Electrician fined after home owner receives electric shocks – Nicola Terrigno
- Supervising electrician did not check apprentice’s wiring work
- Transposed conductors caused earthed metal objects to become live
- Potential for serious or even fatal injuries
A Bridgetown home owner was lucky to avoid serious injury after receiving multiple electric shocks from a dangerous wiring error that a Manjimup electrician failed to detect.
Licensed electrical worker Nicola Terrigno (EW140723) of NTE Contracting Pty Ltd (EC008914), trading as NT Electrics, was fined $5,000 at Manjimup Magistrates Court after pleading guilty to breaching WA’s electricity licensing regulations.
Information presented in court by Building and Energy showed Mr Terrigno and an electrical apprentice under his supervision attended the property in February 2022 to replace a private power pole.
The work included connecting overhead sub-mains cables to the house from a mains connection box on the new pole. The apprentice carried out the wiring work in the mains connection box.

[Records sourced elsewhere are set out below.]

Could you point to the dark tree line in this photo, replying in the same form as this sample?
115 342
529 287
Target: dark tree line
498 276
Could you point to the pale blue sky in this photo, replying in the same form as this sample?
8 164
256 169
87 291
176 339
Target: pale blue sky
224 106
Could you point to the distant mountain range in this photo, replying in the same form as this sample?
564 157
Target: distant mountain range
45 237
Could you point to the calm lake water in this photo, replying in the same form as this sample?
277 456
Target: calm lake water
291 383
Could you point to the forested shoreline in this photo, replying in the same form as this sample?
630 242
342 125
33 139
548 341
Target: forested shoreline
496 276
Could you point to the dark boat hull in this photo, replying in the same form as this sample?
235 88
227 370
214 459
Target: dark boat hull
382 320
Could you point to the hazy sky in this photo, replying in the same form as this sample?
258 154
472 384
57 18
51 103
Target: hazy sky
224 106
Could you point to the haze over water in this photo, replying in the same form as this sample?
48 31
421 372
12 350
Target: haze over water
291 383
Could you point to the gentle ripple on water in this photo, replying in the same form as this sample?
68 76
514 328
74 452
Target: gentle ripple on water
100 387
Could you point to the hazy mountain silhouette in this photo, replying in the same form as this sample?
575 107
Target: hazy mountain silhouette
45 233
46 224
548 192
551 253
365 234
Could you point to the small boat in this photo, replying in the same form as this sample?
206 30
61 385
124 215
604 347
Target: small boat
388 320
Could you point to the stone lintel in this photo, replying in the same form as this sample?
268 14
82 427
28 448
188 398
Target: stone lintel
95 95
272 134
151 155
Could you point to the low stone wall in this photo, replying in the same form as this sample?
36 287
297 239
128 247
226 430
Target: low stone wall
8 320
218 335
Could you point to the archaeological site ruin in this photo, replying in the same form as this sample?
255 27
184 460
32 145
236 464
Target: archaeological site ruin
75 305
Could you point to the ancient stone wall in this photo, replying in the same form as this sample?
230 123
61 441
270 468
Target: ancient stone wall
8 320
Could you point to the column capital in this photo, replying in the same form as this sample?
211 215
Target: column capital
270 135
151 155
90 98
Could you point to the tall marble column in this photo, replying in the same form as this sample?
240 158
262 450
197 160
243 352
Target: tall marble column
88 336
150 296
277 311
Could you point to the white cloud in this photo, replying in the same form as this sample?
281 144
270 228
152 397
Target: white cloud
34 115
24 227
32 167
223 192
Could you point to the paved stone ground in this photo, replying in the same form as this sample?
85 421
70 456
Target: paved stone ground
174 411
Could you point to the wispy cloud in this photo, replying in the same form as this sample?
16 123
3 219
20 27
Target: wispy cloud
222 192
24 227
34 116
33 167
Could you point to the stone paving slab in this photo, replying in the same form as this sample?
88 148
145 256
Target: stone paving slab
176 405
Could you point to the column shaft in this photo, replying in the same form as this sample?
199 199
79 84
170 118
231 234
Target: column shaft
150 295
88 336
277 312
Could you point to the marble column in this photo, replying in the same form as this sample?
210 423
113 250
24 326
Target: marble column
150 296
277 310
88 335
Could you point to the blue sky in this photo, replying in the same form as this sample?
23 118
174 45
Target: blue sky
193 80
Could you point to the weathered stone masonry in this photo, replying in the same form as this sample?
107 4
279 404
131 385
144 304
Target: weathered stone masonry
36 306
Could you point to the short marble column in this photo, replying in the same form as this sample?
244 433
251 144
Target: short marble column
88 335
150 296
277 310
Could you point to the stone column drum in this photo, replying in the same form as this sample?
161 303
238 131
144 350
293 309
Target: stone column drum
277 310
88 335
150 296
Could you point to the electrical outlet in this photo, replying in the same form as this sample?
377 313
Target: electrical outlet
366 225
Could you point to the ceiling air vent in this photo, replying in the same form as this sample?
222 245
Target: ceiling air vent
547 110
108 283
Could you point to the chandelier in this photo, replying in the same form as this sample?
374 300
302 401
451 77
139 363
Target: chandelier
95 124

Two days later, the property owner contacted Western Power to report receiving electric shocks from the oven and shower. An inspection by Western Power revealed the active and neutral conductors were transposed at the mains connection box, causing earthed metal components in the house to become live with electricity.
Mr Terrigno was found to have breached WA’s Electricity (Licensing) Regulations 1991 by not visually inspecting the electrical installation work to verify its compliance with wiring rules.
As the supervising electrical worker, Mr Terrigno was responsible for inspecting the apprentice’s wiring. The court was told a visual check would have clearly identified the transposed active and neutral conductors.
On 26 October 2023, Magistrate Michelle Harries ordered Mr Terrigno to pay costs of $537.15 in addition to the fine.
Her Honour noted Mr Terrigno’s early guilty plea, remorse and lack of prior misconduct, but emphasised the seriousness of the offence, which had potentially life-threatening consequences.
WA’s Director of Energy Safety, Saj Abdoolakhan, said the property owner was incredibly fortunate to have avoided a serious or even fatal injury.
“A simple visual check of the work would have immediately revealed the wiring error instead of putting someone’s life at risk,” Mr Abdoolakhan said.
“This case is a clear example of why checks and tests of all electrical installing work are mandatory. There is no place for complacency when the stakes are so high.
“It is also a timely reminder to electrical contractors and supervising electrical workers about their responsibilities for apprentices.
“I commend the home owner for taking the appropriate action of promptly contacting the network operator, Western Power, after experiencing an electric shock.”